A wind mill harnesses the power of the wind to lift water from an underground source to the surface, where it flows either directly into fields or into storage tanks. Invented in Connecticut in 1854 by Daniel Halladay, the American version of the windmill could lift water from hundreds of feet below the surface.

Windmills have served agricultural and industrial needs for at least 2,000 years.


Some modern windmill manufacturers include Aermotor, Dempster and Baker Monitor.

Because of the efficiency of a modified version about 30 years later, windmills' design has been virtually unchanged ever since. As long as a property has a ground-water supply and sufficient wind to turn the windmill, use of the technology is possible.

  1. Locate the best site for your windmill. A windmill should stand a minimum of 25 feet above anything that could obstruct the wind, with at least 150 feet of clearance all around it.
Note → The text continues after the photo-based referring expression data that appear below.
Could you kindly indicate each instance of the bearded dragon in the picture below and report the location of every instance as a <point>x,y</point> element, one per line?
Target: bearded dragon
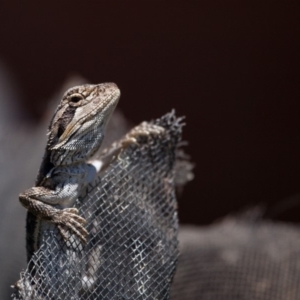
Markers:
<point>75,133</point>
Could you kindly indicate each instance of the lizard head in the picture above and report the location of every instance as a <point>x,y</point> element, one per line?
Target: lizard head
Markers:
<point>78,125</point>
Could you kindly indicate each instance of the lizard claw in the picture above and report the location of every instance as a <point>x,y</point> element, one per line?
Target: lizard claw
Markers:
<point>68,220</point>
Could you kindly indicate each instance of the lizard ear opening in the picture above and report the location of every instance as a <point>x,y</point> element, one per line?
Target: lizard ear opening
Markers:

Next, find out average wind speed for your area. This can be done by simply calling a local airport or weather station. Or you can set up an anemometer, or wind odometer, to measure wind speed and volume over the course of a year, measure the number of miles of wind that blows past your property, then divide that figure by the total number of hours it ran to get the average wind speed for your site.

  2. Find a reputable well driller. If the driller predicts that water will be found too far away from your optimal windmill location, you may either need to compromise or drop the project altogether. A small, non-commercial windmill pumps only 3 to 5 gallons of water per minute, but your concern is with “drawdown,” which is the rate at which the pump will lower the water level in the well. If the refreshment rate, which is the amount of water flowing into the well, at least equals the amount of water being drawn, the windmill is viable.

  3. Install your windmill. While windmills fell out of favor when electricity became plentiful, they've made a comeback, with literally hundreds of thousands of them now operating all over the world. If your budget won't allow for a new one, thousands of used windmills are available; you'll find them in advertisements in farm journals and online. Spare parts will almost certainly be needed, and are available from windmill manufacturers or even made to specification by a machine shop.